In December, I attended both DB/Expo in New York and Database and Client/Server World in Chicago. This is no small feat, because these two major conferences are paired against each other in the same week and have been for the past couple of years. This really needs to stop. I did not see much of either conference and what I did see is blurred together.
The Client/Server Connection Ltd. booths at both DB/Expo and Database World were being called the "Dilbert booths," but not because the company used the popular comic strip in its advertising. Actually, its booths at both shows featured lots of models in heels and black evening dresses doing demonstrations. Anyone remember the girls in Robert Palmer's 1980s rock video, "Addicted to Love"? These ladies were clearly not technical --I watched them get briefed on the demo the first morning (purely research for my column, you understand). The techy women working other booths were really put off and used terms such as "booth bunnies" to describe them.
By the way, the reason the nickname "Dilbert booth" was coined had to do with the Dilbert comic strip of December 4, the first day of the shows. It featured Dilbert (I'm assuming you all know who he is), another engineer, and a saleswoman sitting at a table, with the saleswoman saying, "On one hand, my company does use inferior technology in our products . . . but on the other hand, I'm the most attractive female who has paid attention to you this year." Dilbert's response is, "What kind of engineers do you think we are??!" But his partner's response is, "Do you have pictures of your support people?"
However, Boise was more fun than I thought it would be, even though I did not get out to see much of the town. Teaching a class of programmers with mixed experience levels, positions, and backgrounds was interesting, and it seemed to work fairly well after we settled into a schedule. I have taught mixed classes before and it has usually failed, so I was impressed.
One reason for this problem is that companies will send the bosses along with their immediate subordinates.

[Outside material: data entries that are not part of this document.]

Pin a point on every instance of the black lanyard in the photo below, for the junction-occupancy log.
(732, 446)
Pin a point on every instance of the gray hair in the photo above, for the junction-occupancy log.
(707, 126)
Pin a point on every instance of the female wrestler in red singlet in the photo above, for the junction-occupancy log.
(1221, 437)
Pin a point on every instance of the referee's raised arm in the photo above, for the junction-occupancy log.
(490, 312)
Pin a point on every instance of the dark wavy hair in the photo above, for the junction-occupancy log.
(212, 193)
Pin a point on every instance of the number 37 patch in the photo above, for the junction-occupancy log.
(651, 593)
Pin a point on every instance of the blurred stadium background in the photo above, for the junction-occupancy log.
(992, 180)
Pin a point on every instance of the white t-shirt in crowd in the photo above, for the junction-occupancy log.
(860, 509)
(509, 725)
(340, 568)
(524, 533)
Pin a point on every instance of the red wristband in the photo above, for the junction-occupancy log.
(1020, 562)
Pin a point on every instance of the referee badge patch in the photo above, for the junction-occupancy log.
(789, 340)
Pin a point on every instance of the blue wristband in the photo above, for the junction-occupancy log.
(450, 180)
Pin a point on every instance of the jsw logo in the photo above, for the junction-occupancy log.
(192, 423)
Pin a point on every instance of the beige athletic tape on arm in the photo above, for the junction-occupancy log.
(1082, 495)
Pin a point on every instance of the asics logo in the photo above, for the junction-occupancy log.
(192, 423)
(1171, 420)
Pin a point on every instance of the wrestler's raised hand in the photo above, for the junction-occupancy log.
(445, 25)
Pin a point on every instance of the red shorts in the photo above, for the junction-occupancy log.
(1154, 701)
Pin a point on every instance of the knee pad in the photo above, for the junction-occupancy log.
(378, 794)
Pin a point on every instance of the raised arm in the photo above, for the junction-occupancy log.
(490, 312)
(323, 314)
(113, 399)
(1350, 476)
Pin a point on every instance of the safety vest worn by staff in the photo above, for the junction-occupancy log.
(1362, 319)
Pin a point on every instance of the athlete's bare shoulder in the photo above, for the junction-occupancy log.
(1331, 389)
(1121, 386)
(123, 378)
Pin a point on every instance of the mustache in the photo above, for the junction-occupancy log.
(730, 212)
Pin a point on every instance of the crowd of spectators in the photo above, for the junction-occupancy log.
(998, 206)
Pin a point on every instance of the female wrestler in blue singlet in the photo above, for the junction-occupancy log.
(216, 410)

The bosses will not ask questions because they do not want to look like fools in front of their people, and their people will not ask questions because they do not want to look like fools in front their bosses.
The second interesting thing concerns the existing Remote Database Access standard (RDA/SQL Specialization, ISO/IEC 9579-2:1993), which currently provides RDA facilities to support the entry-level SQL-92 standard. There is now a proposed draft amendment to RDA/SQL that would require it to support the intermediate and full levels of SQL-92. Together with the Generic RDA standard (ISO/IEC 9579-1:1993), the amended RDA/SQL specialization will provide communications protocols that enable a conforming RDA client to communicate with a conforming RDA server. This would provide complete access to all features in a database managed by a processor that conforms to any level of the SQL-92 standard. This is a protocol standard only -- programming language bindings and call-level interfaces are provided by other SQL standards (such as ISO/IEC 9075-3:1995 and SQL/CLI).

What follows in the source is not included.